Riforma costituzionale: bocciata dagli elettori nel referendum. Legge elettorale: bocciata dalla Corte costituzionale. Il bilancio di questa che doveva essere la legislatura «costituente» è a tal punto tragico che, avvicinandosi alla conclusione, si torna a guardare all’unica riforma possibile: la modifica dei regolamenti parlamentari. Non è un obiettivo minimale, dal momento che molti dei risultati che si volevano raggiungere con la riscrittura della Costituzione – migliorare la qualità e la velocità dei lavori delle camere, ad esempio – si potrebbero più facilmente ottenere intervenendo sui regolamenti. E proprio per questo resta un obiettivo non facile, anche se dalla riunione della giunta per il regolamento di Montecitorio di ieri è venuta fuori un’ipotesi di accordo se non sul complesso della riforma almeno su alcuni punti precisi. Da tentare entro la fine della legislatura. «Forse questo è il momento giusto per fare una buona riforma», dice il presidente del gruppo misto Pino Pisicchio. «Nessuno sa chi vincerà le prossime elezioni e dunque accrescere l’efficacia del parlamento non può essere visto come un obiettivo di parte», aggiunge il deputato di Mdp Gianni Melilla.

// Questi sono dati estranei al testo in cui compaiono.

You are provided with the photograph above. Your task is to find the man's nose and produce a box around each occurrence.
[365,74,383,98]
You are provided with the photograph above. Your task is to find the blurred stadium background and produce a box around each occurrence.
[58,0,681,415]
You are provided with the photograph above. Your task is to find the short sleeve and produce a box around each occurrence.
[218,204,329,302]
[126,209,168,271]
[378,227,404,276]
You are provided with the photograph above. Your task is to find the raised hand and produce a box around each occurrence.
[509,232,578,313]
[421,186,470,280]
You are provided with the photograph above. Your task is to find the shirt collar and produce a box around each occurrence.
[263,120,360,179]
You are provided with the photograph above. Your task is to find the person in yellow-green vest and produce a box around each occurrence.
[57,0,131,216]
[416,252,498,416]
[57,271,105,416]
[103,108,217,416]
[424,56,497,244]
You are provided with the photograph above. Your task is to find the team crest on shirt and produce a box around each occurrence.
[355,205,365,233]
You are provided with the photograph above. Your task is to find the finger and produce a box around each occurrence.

La giunta della camera ha già fatto una parte del lavoro. Il regolamento sulle lobby e il codice di condotta dei deputati sono stati approvati. La proposta di modifica del regolamento però è rimasta tale, ferma dal 2014 perché si voleva aspettare la conclusione del processo di riforma costituzionale. Che è finito male il 4 dicembre (o bene, dipende dai punti di vista) e dunque il discorso poteva riaprirsi già qualche mese fa. Non fosse stato per l’incertezza sulla legge elettorale: proporzionale o maggioritario non fa lo stesso quando si tratta di definire il funzionamento dell’assemblea elettiva. Ora anche la legge elettorale è archiviata (il rinvio della discussione a settembre coincide con la rassegnazione a tenersi il Consultellum per la camera e per il senato), e adesso la giunta della camera intravede la possibilità di approvare almeno alcune limitate modifiche al regolamento.
Per questo è stata individuata una commissione rappresentativa di tutti i partiti per verificare su quali punti può esserci un accordo largo. Un intervento sicuramente maturo è quello sui disegni di legge di iniziativa popolare, per renderli finalmente «esigibili», obbligando la camera a discuterli. Stesso discorso per una stretta sui cambi di gruppo, la proposta prevede il rigoroso rispetto del minimo di 20 deputati per formare un nuovo gruppo con lo stop alle deroghe (in questa legislatura ne sono state concesse due). Anche se i 5 Stelle (gruppo dal quale si sono staccati il 20% dei deputati eletti) vorrebbero di più, tagliando anche i rimborsi ai «transfughi». Altri interventi minimali potrebbero essere quelli sulla riduzione dei tempi di discussione generale, abolizione delle 24 ore di attesa prima di votare la fiducia ed eliminazione del cartaceo. L’accordo andrà cercato in giunta, da lì può partire una proposta «chiusa» sulla quale è necessario trovare il consenso della maggioranza assoluta dell’aula: 316 voti (segreti).